Absolutely! I believe people like Lady Gaga have helped by using electronic rhythm and melodies, therefore making it digestible to the popular market. With these factors aligned, it was only a matter of time, especially when you consider the wider effects the internet has had upon music. Whichever way you look at it, there is no denying it is electronic music’s time to grow culturally, especially so in America. That may sometimes involve the repetition of the same two records by a small and select cluster of DJs, but I still see the crowd and the fans dictating what they like and want to hear no matter where you go in the world. Eventually they will get sick of this and dig deeper into rich heritage and more underground avenues of the genre in a bid to find differentiation, which is the natural journey for a generation who have first experienced it in the public domain.
With a career spanning decades and a list of achievements stretching for miles, you have made the concept of being a long-serving dance icon look relatively easy. What have been the greatest challenges for you as an artist outside of the more obvious developments in culture and technology?
If I am honest, the moments where I have truly left my comfort zone have been the most challenging. Scoring the soundtrack to Swordfish was a huge task. When you are faced with a $90 million movie and are working alongside the likes of Halle Berry, John Travolta, and Robert Downey Jr., you realize what a big ask the whole process of making a film really is—let alone scoring it. Entering the studio with Madonna and opening for U2 were also key moments of progress for me because these were the furthest I had ever strayed from my comfort zone. It is relatively surreal to transition from the club crowds to an arena full of that unique community of fans that those artists share, but even back then it was interesting to see such a positive reaction that we now consider as common practice within the industry.
After dedicating so much energy to Four Seasons, what are your plans for 2013? Can we expect to finally hear your Pop Killers album in its entirety?

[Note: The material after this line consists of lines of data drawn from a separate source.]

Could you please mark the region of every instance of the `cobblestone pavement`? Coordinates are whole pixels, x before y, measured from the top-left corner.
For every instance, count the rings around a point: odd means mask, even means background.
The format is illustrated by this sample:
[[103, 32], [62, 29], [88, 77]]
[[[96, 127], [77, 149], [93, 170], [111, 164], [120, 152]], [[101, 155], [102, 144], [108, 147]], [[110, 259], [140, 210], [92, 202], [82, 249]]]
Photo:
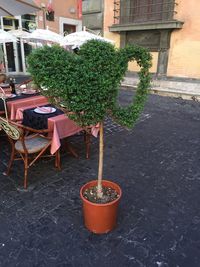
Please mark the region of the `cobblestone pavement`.
[[[122, 103], [131, 95], [123, 90]], [[1, 267], [200, 266], [199, 103], [151, 95], [133, 130], [110, 119], [105, 128], [104, 177], [123, 190], [117, 228], [95, 235], [83, 225], [79, 190], [96, 179], [98, 142], [86, 160], [74, 136], [79, 159], [63, 152], [60, 172], [52, 159], [38, 162], [27, 191], [21, 163], [0, 174]], [[0, 147], [2, 173], [2, 136]]]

Having put myself back out there with Four Seasons and the touring schedule, next year will certainly center around my new artist album, Pop Killer, and touring the world in support of that. It features some wonderful collaboration tracks from the likes of Azealia Banks, Cee-Lo Green, and some incredible up-and-coming artists, so I am really excited to finally unveil this record. There are a lot of people doing the pop/club crossover nowadays, but for me it is about maintaining a consistent quality within the idea of these double-edged electronic tracks. We will have to wait and see what the public verdict is on that, though.